Mr Dougan said there was "no indication" that Credit Suisse would have to restate 2007 earnings, which it reported last week, but he added, "That is under review."

He also said the bank was profitable for the quarter to date and that it was "extremely well capitalised".

Bear Stearns analyst Christopher Wheeler was sceptical.

He said: "Given the tentative nature of the announcement, it is not certain that we have heard the last of this issue."

"Those who thought that certain banks such as Credit Suisse were 'out of the woods' should exercise caution," he added.

Market disappointment

The revelation cast a cloud over the banking sector in Europe, which has fallen out of favour with investors since last summer, when it began to emerge how much risk banks had taken on in the boom time.

Huge bets on the growth of the US housing market have turned spectacularly sour as the US weathers its worst slump for two decades.

Swiss banking giant UBS has been one of the worst European banks affected. Taking an $18bn write-down on investment losses, it recently posted the first annual loss since it was created by a merger a decade ago.

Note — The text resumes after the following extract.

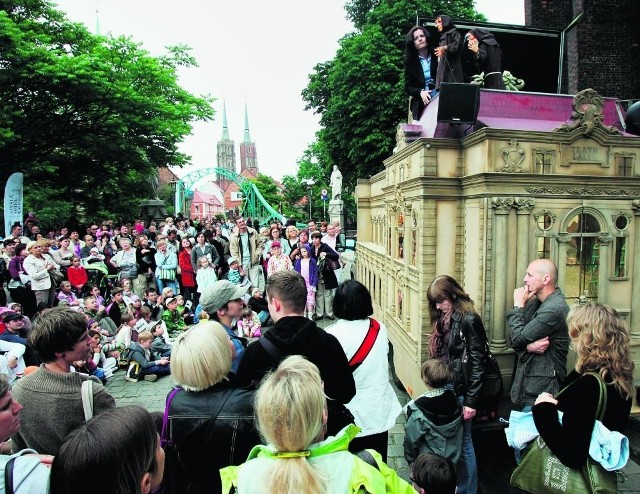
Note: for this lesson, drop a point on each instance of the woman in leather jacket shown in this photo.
(459, 338)
(211, 420)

Wall Street giants, including Merrill Lynch, Citigroup and Morgan Stanley, have all experienced problems, and were forced to turn to cash-rich Asian and Gulf investors for help to rebuild their balance sheets.

Questions have also been raised about the risk controls at banks after illicit trades at Societe Generale cost it 4.9bn euros.

These concerns will come to the fore once more after Credit Suisse's announcement, analysts say.